Electroencephalography after portocaval shunt obliteration showing a posterior alpha rhythm with no encephalopathic changes in average montage. EEG was recorded by surface electrodes following the 10/20 system using the following parameters: sensitivity 7 µV/mm, time constant 0.3 s, 70 Hz low-pass filter and 50 Hz notch filter.

Discussion

Although hyperammonemia is rare in noncirrhotic patients, there are well-known nonhepatic causes of increased ammonia production or decreased elimination that can lead to noncirrhotic hyperammonemic encephalopathy.^1–3 These include disorders of the urea cycle, which usually occur in children but might manifest in adult patients as well, hematological diseases, such as multiple myeloma or leukemia, increased muscle catabolism and refeeding syndrome.^4–6 Urease-producing microorganisms should also be considered in the differential diagnosis, especially in patients with anatomical alterations of the urinary tract that predispose for bacterial infections.^7,8 In addition, a recent case report highlighted cryptococcal infection as a rare cause of hyperammonemia in an immunosuppressed patient, which underlines the need for a broad microbiological workup, especially when patients are at particular risk for infection. ⁹ Hyperammonemic encephalopathy has also been described as a complication of bariatric surgery.^10,11 Furthermore, exposure to various substances has been associated with hyperammonemia, including carbamazepine, ribavirin, methamphetamine and chemotherapeutic agents, such as 5-FU.^12–16 While the underlying mechanisms are not well understood in most of these agents, a clearer concept exists for the etiopathogenesis of VPA-induced hyperammonemia. Among many other interactions, VPA disrupts the urea cycle by inhibiting the rate-limiting enzyme (carbamoylphosphate synthetase I) through one of its metabolites (propionic acid).^17,18 Notably, intravenous administration of VPA was followed by severe clinical worsening in the reported case, which in retrospect could have been due to a further, VPA-associated increase in serum ammonia levels.

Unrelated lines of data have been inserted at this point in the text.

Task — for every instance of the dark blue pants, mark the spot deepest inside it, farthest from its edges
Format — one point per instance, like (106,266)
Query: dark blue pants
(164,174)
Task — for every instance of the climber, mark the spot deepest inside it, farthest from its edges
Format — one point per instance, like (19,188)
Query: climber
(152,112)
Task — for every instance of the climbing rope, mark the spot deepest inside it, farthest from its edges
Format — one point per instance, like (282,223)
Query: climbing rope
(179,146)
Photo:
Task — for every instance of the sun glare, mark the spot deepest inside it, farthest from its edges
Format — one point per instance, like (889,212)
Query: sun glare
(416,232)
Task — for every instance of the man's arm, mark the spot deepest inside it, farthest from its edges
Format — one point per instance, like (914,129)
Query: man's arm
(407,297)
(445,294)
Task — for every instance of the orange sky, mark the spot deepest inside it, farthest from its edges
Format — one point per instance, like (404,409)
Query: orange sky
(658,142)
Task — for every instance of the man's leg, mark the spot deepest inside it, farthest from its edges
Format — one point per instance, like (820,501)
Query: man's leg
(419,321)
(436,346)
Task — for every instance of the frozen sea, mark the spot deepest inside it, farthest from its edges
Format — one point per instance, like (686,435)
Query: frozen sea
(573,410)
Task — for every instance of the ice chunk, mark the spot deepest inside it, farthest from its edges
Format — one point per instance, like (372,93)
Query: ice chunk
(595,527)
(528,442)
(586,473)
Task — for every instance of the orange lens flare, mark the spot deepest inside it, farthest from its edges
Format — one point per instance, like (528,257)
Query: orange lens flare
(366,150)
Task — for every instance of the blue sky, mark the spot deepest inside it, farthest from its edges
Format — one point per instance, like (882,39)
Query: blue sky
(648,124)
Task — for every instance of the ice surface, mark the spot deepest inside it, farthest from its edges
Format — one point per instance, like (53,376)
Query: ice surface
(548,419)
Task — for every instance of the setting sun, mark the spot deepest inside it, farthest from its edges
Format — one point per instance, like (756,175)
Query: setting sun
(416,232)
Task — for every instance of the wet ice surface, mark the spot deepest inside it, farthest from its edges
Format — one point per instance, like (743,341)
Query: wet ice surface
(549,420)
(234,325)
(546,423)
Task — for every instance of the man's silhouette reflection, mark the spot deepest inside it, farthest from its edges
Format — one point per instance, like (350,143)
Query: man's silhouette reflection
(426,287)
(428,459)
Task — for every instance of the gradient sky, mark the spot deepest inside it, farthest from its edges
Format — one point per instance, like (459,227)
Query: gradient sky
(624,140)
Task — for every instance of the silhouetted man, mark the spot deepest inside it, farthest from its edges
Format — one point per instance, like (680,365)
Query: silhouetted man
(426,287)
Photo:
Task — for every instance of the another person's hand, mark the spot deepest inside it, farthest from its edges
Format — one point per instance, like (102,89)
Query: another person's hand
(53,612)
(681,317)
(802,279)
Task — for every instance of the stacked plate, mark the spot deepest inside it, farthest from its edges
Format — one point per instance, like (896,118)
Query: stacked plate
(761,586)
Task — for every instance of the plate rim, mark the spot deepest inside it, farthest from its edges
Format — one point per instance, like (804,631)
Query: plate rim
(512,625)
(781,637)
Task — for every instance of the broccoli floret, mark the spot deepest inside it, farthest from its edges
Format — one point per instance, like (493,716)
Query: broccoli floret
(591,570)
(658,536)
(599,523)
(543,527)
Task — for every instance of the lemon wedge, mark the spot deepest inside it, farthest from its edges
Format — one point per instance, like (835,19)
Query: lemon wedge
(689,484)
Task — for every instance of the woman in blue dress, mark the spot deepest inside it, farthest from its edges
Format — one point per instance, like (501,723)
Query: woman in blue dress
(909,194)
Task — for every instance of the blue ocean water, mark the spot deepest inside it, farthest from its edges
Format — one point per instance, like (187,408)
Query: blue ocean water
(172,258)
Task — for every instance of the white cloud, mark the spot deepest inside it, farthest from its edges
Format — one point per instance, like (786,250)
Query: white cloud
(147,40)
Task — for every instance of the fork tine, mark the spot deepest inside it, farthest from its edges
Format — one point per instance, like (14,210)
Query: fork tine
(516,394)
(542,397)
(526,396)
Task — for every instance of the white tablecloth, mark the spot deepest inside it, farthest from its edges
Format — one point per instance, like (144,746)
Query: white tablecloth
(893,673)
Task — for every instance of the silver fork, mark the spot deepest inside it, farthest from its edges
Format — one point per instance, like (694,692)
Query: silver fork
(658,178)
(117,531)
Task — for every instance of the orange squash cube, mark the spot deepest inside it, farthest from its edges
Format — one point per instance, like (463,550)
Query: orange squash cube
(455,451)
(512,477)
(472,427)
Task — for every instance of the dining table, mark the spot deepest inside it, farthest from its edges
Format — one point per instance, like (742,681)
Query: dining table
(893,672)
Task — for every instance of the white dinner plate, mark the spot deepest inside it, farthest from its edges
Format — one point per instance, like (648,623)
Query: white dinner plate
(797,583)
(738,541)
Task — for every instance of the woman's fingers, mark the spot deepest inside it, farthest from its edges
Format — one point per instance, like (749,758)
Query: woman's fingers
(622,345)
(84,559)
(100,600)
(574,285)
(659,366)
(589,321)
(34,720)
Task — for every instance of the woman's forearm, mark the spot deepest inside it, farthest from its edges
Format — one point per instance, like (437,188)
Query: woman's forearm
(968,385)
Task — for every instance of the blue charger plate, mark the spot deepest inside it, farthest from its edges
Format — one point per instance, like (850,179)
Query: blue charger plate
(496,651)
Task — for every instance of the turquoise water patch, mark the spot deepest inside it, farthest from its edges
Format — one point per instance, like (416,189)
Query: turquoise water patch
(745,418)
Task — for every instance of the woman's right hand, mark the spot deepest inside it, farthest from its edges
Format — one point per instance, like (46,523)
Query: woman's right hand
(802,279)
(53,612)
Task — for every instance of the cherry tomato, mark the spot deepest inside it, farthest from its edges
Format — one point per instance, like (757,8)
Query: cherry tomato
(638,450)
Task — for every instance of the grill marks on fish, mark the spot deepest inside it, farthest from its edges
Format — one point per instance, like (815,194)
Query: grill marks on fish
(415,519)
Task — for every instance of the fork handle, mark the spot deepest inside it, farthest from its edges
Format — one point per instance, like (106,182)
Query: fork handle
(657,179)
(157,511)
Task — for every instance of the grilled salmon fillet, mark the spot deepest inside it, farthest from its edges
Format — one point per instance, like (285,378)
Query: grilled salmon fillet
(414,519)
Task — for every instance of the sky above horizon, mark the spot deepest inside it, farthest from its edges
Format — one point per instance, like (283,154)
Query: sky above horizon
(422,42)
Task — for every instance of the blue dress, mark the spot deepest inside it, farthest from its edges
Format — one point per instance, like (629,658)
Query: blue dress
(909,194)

In the present case report, the underlying cause of hyperammonemic encephalopathy was a portosystemic shunt. For this rare but important differential diagnosis of noncirrhotic hyperammonemic encephalopathy, special attention should be given to patients with a history of abdominal surgery or trauma, although congenital types and shunts of uncertain etiology have been described.^19,20 Noncirrhotic hyperammonemic encephalopathy due to portosystemic shunting has also been observed in patients with portal vein thrombosis. ²¹ In the reported case, postoperative shunt formation after pancreaticoduodenectomy was the most likely cause, an etiology that has been described elsewhere. ²² Although therapeutic approaches must address each case individually with regard to the vascular anatomy, interventional treatment seems feasible and effective in most patients. ²³

Conclusion

Serum levels of ammonia should be assessed in all patients with unexplained alterations of consciousness or mental status, regardless of liver function, to not miss cases of noncirrhotic hyperammonemic encephalopathy. Investigating causes of this rare but well-described clinical entity can be challenging and requires a holistic workup: Thorough examination of patient history with an emphasis on trauma, surgery and drug exposure should be performed, as well as abdominal imaging and a broad infectious workup. Clinicians should be aware of extrahepatic portosystemic shunts as an unusual but treatable cause of hyperammonemic encephalopathy in noncirrhotic patients.